Após alguns breves segundos de respiração intensa, Clarice recobrou o folego. Voltou a realidade. - “Eu… Eu não queria. A maquiagem era pro meu - Antes que pudesse terminar, seu rosto foi atingido por um tapa tão forte que a empurrou para trás. Queria pensar que teve sorte em não ter sido um soco. Custaria-lhe uns dentes. Mas ardia tanto e se sentia tão envergonhada, que tal pensamento não a confortava. - Pro seu o que? Pro seu cafetão?! - A pegou pelo braço e começou a arrasta-la pela sala, em direção ao quarto. Esbravejava xingamentos de todos os tipos, amaldiçoava. Clarice por sua vez, rendida, aos prantos e quebrada, não tinha mais forças para lutar. - “Me diz, onde você quer chegar com isso?

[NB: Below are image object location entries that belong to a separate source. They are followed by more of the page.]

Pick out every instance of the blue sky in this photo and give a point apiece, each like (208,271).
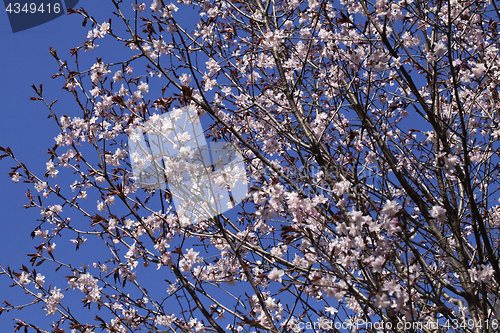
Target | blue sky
(29,133)
(26,130)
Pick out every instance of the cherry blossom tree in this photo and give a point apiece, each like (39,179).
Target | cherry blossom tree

Porque você não faz nada? Eu simplesmente… eu não entendo. Porque? - Chorava copiosamente. A medida que era arrastada para o quarto, era como se fosse arrastada para o próprio inferno. Clarice tinha noção dos terrores que a aguardavam. Perda da auto-estima, perda da dignidade, perderia saúde, perderia um pouquinho da sanidade, perderia um pedacinho a mais da Clarice. Dia após dia. - “Não seja tola menina. A pessoa não se importa. Ninguém se importa com você ou com seu destino. Sua vida é simplesmente uma história digna de pena, de lamentos. Digna de alguns minutos de atenção. Mas a pagina não vira, pelo contrário. Um ponto final será dado. E nos dias seguintes, assim como nos anteriores, você estará novamente completamente sozinha. Eu rezo por você, minha menina. Rezo para que um dia você me faça companhia. Como o anjo que é. Eu sempre admirei o seu espírito de guerreira. De luta, de quem não se rende. De quem não se curva. Você é mais forte do que eu jamais fui. E eu sabia que isso seria a sua perdição. Eu fiz o que pude, tentei te educar, tentei fazer com que entende-se que esse mundo não foi feito para a gente. Mas você lutou, você resistiu. E eu me orgulho de você por issso. Ao mesmo tempo, que choro. Choro por saber que sua doçura, sua esperança, sua inocência, é a sua perdição. Você estará sozinha agora, meu anjo. Mas não perca a fé em você. O mundo não se importa com as vitimas. No mundo dos homens, apenas Clarice poderá salvar Clarice.” - Assim que ele terminou de arrasta-la para dentro do quarto, a porta bateu, se trancando em seguida. A partir de agora, Clarice estará novamente só.